Pour une semaine de rentrée, elle fut chargée. J'ai beau me plaindre, j'aime courir aux quatres coins de la ville comme pour me prouver que ce n'est pas figé, que tout avance.

Mardi était rempli de lumières. Lumière pour tamiser nos conversations au Blitz. Celles avec Claire, hautement profondes (qu'ils disaient dans le livre à la Fnac), à rêvasser de notre après (de quand je pourrais poser mon produit à lentille dans son nouveau chez elle^^) Puis ce fut les lumières de la scène de la salle Poirel. Voir Chloé jouer les artistes bohémiennes dans un flipper. Lady Godiva.

Mercredi a eut un goût d'ailleurs. Celui des grandes villes. Celles où les repas chinois se mangent dans ces fameuses boîtes en carton que l'on voit dans tant de films américains. Celles où les bibliothéques sont immenses, avec des lumières vertes, des longues tables et remplies de gens studieux.
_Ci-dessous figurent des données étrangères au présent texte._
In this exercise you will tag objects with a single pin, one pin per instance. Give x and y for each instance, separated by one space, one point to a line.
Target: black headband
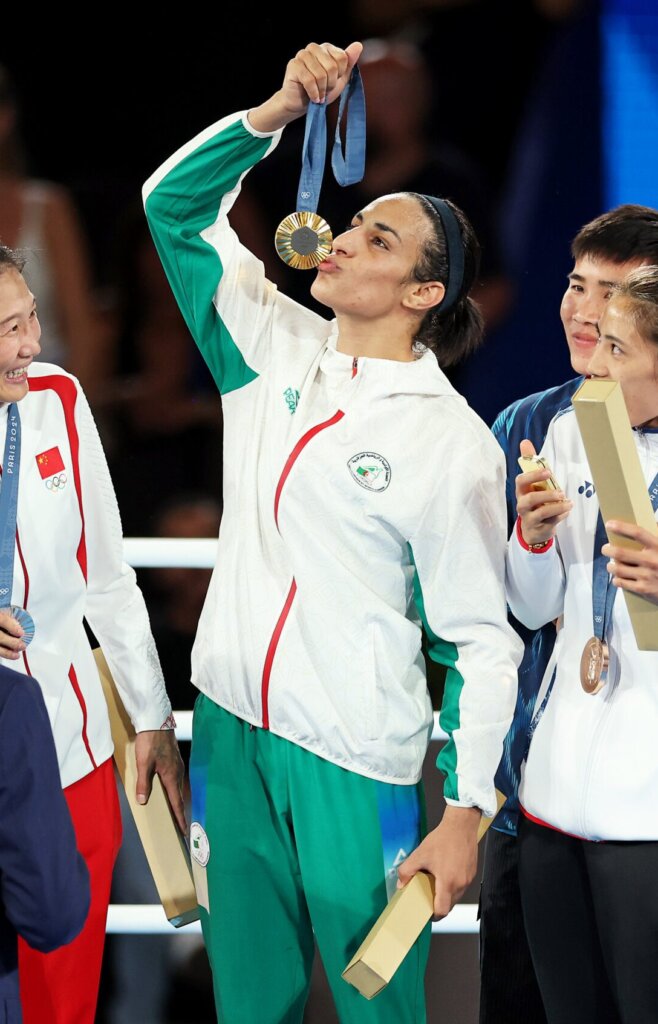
454 248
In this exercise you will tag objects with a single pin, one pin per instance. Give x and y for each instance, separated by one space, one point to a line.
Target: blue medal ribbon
8 508
349 167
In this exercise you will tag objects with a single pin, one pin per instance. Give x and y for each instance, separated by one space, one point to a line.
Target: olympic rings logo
56 482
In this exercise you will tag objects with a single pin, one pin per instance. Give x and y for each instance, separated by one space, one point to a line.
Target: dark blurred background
533 115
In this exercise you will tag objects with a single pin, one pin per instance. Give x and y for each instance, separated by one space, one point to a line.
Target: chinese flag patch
49 462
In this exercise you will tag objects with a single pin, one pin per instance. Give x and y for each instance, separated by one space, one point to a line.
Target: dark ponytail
455 332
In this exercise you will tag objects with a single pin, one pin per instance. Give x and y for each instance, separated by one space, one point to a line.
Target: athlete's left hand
635 570
157 752
450 854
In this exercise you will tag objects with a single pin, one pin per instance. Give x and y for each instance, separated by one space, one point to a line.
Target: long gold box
164 846
621 488
396 930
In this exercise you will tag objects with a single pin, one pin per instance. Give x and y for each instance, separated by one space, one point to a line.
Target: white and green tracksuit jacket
361 498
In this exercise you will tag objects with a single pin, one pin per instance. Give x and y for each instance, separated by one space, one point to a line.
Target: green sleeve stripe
185 202
443 652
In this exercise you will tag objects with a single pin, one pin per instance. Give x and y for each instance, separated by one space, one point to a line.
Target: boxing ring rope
140 919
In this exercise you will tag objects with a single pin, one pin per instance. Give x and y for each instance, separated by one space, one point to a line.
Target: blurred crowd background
534 116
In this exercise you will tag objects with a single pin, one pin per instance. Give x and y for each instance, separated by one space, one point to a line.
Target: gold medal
303 240
594 666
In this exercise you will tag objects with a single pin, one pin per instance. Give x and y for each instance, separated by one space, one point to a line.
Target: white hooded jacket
361 498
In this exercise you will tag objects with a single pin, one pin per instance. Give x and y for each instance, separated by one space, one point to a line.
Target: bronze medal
303 240
594 666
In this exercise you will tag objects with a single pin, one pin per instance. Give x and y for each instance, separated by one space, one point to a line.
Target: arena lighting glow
629 101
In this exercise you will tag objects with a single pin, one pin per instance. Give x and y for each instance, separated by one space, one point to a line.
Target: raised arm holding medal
588 833
363 500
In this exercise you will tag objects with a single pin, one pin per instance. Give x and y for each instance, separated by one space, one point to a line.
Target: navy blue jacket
44 882
527 418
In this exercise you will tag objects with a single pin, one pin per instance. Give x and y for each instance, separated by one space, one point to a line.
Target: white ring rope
144 919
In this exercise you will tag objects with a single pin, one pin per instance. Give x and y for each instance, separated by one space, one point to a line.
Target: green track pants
288 847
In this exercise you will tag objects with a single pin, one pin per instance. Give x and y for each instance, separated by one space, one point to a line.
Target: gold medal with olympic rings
303 240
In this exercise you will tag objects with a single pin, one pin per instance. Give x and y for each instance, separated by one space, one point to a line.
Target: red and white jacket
69 566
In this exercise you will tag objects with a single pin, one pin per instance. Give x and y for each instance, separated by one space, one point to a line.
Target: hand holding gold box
396 930
164 846
621 488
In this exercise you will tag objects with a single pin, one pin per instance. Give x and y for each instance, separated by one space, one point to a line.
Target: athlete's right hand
317 74
539 511
11 642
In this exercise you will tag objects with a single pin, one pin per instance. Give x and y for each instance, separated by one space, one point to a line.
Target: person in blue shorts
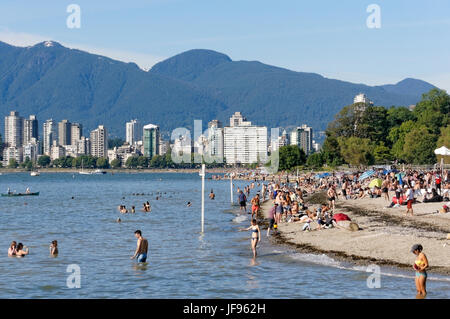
142 247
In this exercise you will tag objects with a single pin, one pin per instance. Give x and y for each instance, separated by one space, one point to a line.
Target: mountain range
52 81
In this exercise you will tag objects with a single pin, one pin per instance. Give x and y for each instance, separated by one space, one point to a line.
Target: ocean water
182 262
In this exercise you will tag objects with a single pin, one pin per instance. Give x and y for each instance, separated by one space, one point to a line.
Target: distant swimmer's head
416 249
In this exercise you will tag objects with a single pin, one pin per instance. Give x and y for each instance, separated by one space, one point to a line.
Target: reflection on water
182 262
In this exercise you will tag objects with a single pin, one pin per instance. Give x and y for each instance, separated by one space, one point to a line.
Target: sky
329 37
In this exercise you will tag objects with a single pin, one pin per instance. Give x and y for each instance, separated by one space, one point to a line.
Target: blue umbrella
366 175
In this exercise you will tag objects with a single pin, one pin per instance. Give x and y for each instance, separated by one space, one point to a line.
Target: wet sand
385 236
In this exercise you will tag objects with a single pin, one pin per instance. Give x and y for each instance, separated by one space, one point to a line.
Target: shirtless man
142 247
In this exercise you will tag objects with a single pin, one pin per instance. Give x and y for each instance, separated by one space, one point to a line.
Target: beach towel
340 217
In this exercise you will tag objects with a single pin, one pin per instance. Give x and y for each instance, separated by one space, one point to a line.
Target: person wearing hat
420 266
271 216
410 198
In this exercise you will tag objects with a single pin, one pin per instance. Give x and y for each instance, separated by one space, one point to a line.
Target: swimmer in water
54 248
256 236
12 249
21 250
420 266
142 247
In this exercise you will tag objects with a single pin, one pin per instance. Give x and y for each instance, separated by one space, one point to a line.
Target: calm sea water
182 263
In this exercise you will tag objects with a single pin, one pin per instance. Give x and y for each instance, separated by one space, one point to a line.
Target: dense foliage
366 135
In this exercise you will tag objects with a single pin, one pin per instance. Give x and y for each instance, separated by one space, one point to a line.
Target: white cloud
143 60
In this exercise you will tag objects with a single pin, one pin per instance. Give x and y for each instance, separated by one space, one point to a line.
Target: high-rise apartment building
151 138
30 130
50 135
13 130
64 132
303 137
76 131
99 142
244 143
133 132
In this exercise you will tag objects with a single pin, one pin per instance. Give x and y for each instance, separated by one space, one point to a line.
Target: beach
385 236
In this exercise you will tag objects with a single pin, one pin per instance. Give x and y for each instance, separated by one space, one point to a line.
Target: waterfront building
64 133
50 135
99 142
150 140
215 141
76 132
13 130
244 143
302 137
12 152
30 130
57 151
133 132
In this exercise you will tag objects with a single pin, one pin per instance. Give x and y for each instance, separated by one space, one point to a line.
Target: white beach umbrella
442 151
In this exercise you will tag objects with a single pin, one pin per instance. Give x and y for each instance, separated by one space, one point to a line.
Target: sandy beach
385 236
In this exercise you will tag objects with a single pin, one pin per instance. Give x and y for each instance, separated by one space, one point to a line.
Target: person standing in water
142 247
256 236
21 252
54 248
12 249
420 266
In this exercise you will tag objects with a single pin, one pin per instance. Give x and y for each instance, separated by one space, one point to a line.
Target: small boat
20 194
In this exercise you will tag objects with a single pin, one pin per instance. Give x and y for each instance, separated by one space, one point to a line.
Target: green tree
331 151
419 146
382 154
315 160
44 161
396 138
115 163
12 163
290 157
397 115
102 162
132 162
115 142
143 161
444 140
357 151
433 110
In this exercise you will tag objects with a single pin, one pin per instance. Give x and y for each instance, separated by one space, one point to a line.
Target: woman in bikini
256 236
12 249
21 252
420 266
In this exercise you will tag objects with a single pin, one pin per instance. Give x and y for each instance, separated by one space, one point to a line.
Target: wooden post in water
231 189
202 174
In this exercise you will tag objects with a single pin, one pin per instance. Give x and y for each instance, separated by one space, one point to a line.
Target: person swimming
54 248
420 266
12 249
256 236
21 250
142 247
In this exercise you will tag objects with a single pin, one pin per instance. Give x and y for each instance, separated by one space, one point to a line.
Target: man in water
142 247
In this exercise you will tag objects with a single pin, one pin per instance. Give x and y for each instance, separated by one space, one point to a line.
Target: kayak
20 194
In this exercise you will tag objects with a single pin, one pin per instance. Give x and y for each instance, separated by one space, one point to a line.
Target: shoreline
384 238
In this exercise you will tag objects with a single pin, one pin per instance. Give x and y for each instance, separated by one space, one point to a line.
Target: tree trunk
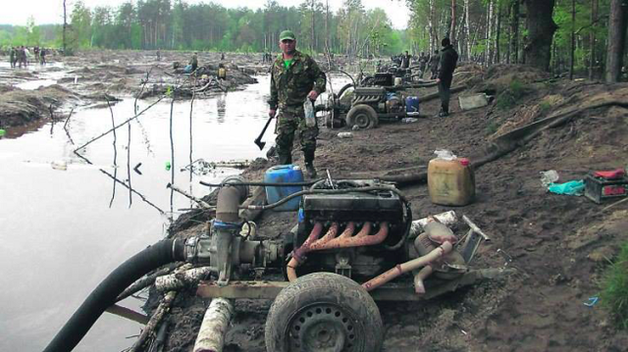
514 30
498 32
489 33
541 28
452 29
467 31
312 33
592 40
616 40
573 39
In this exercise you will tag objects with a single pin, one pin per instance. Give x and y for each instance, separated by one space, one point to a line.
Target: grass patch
492 127
614 296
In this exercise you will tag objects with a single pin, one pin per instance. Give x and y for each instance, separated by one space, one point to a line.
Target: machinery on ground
355 243
377 98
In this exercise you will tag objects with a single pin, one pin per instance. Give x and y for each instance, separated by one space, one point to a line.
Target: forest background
486 31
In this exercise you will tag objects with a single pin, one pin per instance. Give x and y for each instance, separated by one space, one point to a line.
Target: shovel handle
258 140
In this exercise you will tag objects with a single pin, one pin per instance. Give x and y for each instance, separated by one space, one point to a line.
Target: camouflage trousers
287 124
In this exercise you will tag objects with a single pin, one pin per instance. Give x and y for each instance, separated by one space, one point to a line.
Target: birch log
182 279
211 336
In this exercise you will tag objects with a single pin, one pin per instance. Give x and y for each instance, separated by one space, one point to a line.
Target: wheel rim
362 120
323 327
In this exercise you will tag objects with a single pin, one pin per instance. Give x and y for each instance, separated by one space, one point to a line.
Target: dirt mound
18 107
500 77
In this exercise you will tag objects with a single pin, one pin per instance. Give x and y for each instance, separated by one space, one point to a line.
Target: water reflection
71 229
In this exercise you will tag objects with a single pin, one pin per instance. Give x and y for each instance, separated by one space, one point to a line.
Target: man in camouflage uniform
294 77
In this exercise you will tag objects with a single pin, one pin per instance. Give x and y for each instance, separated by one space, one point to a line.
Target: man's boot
308 155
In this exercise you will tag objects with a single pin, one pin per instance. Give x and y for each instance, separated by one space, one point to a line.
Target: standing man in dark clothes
295 77
194 62
448 62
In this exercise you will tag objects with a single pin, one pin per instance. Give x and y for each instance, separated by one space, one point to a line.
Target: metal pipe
413 264
361 239
330 235
419 287
298 254
348 232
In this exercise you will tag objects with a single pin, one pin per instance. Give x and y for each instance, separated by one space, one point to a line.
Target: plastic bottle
310 116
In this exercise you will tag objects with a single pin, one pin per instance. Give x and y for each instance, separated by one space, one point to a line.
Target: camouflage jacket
289 87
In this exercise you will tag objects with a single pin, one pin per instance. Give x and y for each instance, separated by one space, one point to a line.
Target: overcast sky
51 11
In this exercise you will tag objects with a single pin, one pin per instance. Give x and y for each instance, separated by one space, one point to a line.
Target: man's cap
287 34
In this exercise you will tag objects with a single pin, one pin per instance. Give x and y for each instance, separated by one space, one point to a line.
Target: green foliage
187 25
614 296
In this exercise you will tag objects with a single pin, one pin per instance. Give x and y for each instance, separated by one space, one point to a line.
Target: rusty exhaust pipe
413 264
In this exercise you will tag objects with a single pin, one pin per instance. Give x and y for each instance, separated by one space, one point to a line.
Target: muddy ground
92 78
559 245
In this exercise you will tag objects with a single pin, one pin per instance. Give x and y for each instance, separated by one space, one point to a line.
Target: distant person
405 60
21 56
222 72
423 58
433 64
42 56
448 62
295 77
12 56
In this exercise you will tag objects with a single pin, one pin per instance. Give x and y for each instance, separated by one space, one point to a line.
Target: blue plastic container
283 174
412 106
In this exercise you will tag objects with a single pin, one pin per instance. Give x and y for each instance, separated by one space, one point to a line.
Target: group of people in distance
19 56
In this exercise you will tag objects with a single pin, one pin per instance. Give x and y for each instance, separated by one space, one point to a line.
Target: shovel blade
260 144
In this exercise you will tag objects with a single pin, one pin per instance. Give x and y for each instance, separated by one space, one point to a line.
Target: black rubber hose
103 296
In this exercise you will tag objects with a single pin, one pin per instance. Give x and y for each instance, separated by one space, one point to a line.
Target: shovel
258 140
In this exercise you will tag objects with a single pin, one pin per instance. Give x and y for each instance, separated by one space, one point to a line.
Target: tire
363 116
324 312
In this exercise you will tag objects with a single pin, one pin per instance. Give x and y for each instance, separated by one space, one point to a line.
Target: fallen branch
122 183
128 314
118 126
155 319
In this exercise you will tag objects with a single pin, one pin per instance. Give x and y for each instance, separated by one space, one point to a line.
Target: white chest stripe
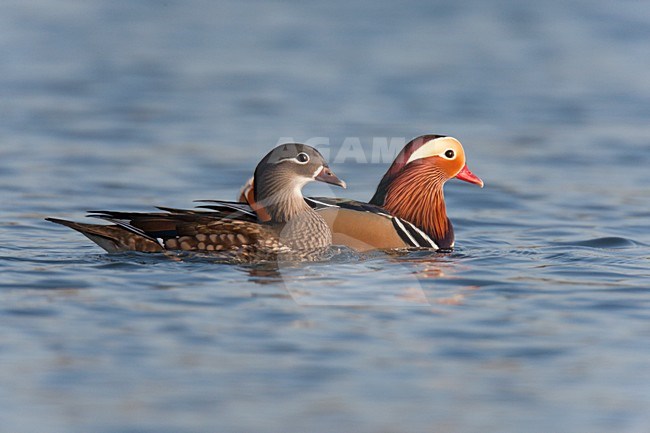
401 226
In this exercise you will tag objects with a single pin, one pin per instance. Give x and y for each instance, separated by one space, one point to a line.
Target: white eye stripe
302 158
296 159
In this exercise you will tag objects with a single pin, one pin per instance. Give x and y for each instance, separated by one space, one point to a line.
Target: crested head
412 187
440 156
281 174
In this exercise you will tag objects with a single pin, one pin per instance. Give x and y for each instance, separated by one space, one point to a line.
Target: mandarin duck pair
273 220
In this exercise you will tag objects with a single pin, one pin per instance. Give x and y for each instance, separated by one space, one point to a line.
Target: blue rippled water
538 322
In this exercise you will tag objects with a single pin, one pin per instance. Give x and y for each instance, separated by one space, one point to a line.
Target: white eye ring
302 158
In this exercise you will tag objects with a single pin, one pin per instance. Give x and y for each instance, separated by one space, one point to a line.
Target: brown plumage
411 191
293 231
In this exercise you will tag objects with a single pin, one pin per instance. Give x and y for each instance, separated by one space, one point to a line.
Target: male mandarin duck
291 227
407 210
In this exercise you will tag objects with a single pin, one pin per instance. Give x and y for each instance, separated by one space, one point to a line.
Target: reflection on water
535 322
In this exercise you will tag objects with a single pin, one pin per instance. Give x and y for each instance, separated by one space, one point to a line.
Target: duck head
281 175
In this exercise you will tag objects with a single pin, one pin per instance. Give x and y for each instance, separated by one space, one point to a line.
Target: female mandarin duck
292 228
408 208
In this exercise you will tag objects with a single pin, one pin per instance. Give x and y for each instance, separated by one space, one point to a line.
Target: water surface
538 321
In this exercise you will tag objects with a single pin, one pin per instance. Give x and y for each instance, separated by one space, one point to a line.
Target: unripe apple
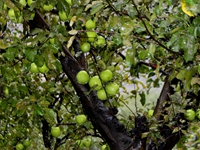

Je me suis installée à la première place trouvée comme de peur de m'aventurer trop loin. Un grand silence, peur même d'éternuer. Et le plaisir qu'il me reconnaisse après un an. Et son grand sourire dans la tête, surement pour me faire survivre au jeudi.



Jeudi, le jour que j'aime le moins de la semaine. Encore un jeudi pour le vérifier. Des considérations philosophiques et politiques rendues plus digestes par quelques rires. Et puis rendre les travaux d'art plastiques. Se maudir d'avoir oublier LES papiers qu'il fallait absolument rendre. Comparer ces projets avec ceux des autres. Envie, honte, peur d'avoir travailler pour rien. Ces jours où vous êtes de mauvaise humeur et que vous vous en voulez d'être comme ça.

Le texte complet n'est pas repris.